Security forces fired bullets and tear gas at the scene of the El Fath mosque in Cairo after an exchange of heavy gunfire outside spilled into the building on Saturday. Hundreds of pro-Morsi protesters had barricaded themselves inside overnight.
Egyptian security unleashed a barrage of bullets after gunmen opened fire at security from a second-story window at around 2 pm local time. One lone gunman started shooting from one of the mosque’s minarets, forcing the surrounding crowds to take cover. A small explosion was heard by journalists present at the scene.
“Nobody here is safe, they are shooting inside the mosque,” one woman told Al Jazeera by telephone as the mayhem began. Loud firing could be heard in the background.
Some foreign journalists were detained by a crowd amidst the ensuing shower of bullets. Two Western journalists – Matt Bradley, of The Wall Street Journal, and Alastair Beach, of The Independent – were taken into an army vehicle for their own protection.
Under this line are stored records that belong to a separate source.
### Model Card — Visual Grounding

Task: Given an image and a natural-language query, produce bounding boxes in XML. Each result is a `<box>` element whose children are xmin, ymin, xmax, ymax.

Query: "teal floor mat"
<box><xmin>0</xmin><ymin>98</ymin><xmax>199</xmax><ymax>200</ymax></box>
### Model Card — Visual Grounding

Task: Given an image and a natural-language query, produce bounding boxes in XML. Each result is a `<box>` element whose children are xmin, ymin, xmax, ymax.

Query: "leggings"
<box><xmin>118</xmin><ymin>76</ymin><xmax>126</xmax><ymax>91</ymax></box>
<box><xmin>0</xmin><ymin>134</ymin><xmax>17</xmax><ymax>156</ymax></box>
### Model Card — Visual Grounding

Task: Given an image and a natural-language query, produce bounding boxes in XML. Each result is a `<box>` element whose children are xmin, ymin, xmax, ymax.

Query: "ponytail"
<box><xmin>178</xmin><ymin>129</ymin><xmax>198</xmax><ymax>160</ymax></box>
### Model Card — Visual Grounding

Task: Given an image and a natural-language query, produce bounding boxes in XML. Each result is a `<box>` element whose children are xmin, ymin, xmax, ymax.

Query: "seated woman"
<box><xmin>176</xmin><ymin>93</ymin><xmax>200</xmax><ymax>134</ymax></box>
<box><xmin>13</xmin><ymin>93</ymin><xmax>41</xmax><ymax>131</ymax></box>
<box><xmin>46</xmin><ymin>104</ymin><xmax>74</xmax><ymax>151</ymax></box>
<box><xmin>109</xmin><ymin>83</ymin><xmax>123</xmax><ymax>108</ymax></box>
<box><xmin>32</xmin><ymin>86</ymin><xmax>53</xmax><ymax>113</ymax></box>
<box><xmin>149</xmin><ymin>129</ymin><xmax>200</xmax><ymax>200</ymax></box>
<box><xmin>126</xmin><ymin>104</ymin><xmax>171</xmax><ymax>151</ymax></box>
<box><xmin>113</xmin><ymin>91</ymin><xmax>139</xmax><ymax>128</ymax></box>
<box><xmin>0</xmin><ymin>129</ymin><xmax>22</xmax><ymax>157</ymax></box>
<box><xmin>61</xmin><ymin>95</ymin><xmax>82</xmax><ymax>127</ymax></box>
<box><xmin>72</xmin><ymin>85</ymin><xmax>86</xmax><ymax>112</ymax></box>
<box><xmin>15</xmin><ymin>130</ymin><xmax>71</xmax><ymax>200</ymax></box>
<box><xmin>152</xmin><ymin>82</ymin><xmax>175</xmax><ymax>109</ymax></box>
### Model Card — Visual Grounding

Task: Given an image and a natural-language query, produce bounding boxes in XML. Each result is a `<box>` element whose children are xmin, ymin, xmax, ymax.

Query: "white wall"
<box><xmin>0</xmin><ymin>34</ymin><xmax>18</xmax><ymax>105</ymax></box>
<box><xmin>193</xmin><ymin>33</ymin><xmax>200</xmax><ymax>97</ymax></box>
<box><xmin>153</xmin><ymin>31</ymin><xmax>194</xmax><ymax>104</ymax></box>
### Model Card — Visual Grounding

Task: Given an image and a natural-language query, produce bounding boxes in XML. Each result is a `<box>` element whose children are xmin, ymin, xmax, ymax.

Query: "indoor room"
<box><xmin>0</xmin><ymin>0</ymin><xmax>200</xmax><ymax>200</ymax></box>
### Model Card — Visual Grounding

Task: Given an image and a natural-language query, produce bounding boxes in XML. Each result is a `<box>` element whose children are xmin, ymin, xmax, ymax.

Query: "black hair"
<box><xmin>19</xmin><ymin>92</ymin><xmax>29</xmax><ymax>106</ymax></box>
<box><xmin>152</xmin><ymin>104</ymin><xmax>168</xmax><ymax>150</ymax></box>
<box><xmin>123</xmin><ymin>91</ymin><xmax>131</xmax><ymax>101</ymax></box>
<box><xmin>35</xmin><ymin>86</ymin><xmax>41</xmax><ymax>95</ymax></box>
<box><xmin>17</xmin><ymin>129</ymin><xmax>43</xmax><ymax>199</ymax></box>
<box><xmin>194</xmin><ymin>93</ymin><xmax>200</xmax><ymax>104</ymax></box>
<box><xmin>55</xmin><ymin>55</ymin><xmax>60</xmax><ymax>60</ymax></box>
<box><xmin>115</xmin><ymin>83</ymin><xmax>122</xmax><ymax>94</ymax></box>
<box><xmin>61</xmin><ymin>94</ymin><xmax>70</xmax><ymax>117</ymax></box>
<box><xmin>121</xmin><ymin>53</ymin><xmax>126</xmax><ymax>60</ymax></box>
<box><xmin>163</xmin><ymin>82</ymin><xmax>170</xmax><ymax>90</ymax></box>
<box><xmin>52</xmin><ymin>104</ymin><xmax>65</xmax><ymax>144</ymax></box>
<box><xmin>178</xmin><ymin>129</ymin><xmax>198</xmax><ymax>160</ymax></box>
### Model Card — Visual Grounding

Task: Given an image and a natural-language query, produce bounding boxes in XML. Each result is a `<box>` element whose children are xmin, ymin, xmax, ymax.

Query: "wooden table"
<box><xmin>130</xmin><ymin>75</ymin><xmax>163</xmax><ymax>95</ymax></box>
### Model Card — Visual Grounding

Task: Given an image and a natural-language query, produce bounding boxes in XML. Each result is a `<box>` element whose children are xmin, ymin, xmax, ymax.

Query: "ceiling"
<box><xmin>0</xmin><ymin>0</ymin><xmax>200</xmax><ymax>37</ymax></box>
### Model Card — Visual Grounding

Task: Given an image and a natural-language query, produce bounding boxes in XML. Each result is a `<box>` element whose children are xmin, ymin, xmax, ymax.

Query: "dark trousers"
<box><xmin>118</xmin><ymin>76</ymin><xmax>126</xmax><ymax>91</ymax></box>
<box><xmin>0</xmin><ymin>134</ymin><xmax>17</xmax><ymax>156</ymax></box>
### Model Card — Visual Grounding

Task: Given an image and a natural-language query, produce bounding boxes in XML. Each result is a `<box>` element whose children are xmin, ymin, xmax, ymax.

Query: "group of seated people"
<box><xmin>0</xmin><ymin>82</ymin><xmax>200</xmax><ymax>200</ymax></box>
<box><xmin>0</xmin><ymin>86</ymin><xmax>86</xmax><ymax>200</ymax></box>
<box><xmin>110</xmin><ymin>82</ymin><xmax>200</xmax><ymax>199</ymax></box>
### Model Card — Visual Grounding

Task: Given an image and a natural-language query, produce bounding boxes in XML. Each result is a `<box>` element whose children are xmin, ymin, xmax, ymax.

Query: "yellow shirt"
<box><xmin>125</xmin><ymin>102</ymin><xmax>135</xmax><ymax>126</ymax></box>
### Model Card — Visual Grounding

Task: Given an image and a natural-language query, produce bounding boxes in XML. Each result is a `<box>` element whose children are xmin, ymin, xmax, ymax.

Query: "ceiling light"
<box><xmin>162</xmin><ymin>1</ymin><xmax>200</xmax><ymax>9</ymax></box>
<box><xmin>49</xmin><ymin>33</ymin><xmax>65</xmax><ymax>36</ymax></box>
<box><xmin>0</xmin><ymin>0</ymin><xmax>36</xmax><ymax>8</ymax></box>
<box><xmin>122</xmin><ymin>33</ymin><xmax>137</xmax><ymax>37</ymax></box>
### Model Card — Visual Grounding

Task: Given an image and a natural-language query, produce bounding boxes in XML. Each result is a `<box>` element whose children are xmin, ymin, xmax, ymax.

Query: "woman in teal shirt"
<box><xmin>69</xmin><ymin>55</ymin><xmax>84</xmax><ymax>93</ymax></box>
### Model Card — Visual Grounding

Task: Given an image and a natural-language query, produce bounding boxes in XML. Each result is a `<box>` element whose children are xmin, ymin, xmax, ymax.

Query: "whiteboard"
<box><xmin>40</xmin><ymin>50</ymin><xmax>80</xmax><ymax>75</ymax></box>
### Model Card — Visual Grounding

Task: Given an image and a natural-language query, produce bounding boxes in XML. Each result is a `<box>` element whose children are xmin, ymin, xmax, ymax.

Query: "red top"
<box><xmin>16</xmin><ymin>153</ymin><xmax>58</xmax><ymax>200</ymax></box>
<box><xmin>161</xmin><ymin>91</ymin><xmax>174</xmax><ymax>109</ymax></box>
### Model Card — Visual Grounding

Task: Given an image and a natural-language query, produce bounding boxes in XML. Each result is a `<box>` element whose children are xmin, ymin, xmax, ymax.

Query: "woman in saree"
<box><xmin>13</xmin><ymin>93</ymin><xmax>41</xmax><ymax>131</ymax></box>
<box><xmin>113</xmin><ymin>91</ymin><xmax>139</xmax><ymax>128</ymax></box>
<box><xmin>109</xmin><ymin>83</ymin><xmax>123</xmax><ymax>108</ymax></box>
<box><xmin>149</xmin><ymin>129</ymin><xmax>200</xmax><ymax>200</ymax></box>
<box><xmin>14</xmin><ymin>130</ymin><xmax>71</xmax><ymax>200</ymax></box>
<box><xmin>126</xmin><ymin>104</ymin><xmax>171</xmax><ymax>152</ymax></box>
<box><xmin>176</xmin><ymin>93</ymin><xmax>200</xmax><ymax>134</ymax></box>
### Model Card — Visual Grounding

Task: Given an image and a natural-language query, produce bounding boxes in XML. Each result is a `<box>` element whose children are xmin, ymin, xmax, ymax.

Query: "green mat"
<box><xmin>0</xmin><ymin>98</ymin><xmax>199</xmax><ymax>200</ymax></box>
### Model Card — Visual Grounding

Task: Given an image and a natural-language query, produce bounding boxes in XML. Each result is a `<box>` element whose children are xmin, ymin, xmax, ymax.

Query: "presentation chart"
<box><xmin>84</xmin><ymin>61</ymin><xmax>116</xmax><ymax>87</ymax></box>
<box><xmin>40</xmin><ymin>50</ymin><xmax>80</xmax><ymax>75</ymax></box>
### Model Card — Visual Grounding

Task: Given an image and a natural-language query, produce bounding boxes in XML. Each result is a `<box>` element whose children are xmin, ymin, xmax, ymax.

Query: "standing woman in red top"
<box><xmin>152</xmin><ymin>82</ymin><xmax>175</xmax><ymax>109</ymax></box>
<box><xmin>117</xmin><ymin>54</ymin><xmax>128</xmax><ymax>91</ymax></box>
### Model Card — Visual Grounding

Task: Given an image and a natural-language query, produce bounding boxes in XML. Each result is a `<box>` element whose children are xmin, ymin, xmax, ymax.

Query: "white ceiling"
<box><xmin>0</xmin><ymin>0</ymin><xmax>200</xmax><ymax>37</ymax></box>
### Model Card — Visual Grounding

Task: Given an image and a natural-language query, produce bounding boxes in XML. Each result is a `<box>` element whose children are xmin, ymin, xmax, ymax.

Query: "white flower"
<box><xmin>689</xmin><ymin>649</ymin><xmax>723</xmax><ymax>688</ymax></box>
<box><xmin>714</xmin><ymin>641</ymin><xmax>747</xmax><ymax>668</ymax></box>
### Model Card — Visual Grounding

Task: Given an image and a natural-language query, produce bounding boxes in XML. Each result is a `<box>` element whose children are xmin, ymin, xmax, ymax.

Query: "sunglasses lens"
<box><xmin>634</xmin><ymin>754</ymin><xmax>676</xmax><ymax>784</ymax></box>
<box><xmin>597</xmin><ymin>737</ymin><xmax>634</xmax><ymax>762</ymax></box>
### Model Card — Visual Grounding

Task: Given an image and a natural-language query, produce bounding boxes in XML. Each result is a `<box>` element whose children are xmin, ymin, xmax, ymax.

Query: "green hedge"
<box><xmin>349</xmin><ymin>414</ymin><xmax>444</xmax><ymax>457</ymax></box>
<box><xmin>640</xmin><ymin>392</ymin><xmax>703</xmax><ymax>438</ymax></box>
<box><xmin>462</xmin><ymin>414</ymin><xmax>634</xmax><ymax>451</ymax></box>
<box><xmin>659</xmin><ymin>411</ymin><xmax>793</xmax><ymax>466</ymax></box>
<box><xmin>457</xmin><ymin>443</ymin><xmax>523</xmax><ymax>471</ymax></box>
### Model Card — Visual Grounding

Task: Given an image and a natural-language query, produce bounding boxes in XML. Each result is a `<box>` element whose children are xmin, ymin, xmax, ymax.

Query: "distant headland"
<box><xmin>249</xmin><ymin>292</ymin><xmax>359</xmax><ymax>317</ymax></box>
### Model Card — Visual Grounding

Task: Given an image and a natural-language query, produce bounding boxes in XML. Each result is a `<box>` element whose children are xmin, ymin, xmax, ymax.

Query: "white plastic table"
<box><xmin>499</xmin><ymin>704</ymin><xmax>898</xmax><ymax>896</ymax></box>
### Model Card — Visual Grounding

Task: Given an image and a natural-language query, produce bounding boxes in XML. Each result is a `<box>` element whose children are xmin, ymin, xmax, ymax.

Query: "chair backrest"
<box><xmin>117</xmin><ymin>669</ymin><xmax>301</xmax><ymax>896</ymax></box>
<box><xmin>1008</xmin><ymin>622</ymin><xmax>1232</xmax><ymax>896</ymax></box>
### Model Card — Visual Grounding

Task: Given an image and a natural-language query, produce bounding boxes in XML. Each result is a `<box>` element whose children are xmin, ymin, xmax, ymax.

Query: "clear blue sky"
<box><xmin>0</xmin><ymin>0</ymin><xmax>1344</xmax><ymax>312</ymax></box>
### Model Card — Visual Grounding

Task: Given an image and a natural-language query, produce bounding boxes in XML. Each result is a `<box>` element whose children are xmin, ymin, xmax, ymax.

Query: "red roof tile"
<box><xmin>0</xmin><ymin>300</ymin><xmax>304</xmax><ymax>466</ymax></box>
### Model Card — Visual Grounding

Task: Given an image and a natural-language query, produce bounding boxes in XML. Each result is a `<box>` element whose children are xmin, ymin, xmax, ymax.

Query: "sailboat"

Earlier in the day, soldiers peacefully entered the mosque, apparently to peacefully negotiate with protesters and some had successfully managed a safe exit from the building. Hundreds of Morsi supporters sought refuge in the building since protests turned violent Friday. The mosque was serving as a field hospital and morgue after the crackdown.
A Muslim cleric, Sheik Abdel-Hafiz el-Maslami, told AP that people were afraid to exit the mosque from a fear of detention or the possibility of being attacked by the crowd outside.
Small groups emerged from the mosque late Saturday morning. The head of the Doctors’ Syndicate told Ahram Online that 1,500 protesters and 31 doctors had asked for a safe exit corridor early in the morning.
“They demand a safe exit because they fear if they leave the mosque they will be arrested and humiliated. They want to go out in the presence of human rights representatives, media personnel and members of the Doctors Syndicate to make sure this will not happen,” medic Ahmed Hussein said.
Earlier, AFP reported that soldiers offered to evacuate women but insisted on questioning men, which the protesters refused. “Thugs tried to storm the mosque but the men barricaded the doors,” the agency quoted one of the people inside the mosque as saying.
The Egyptian Army posted a statement on its Facebook page on Saturday, dismissing what it described as “lies and false claims” by Muslim Brotherhood supporters. The army said it had been providing a safe exit corridor to people inside Cairo’s El Fath mosque, and said some media agencies had“deliberately falsified the facts.”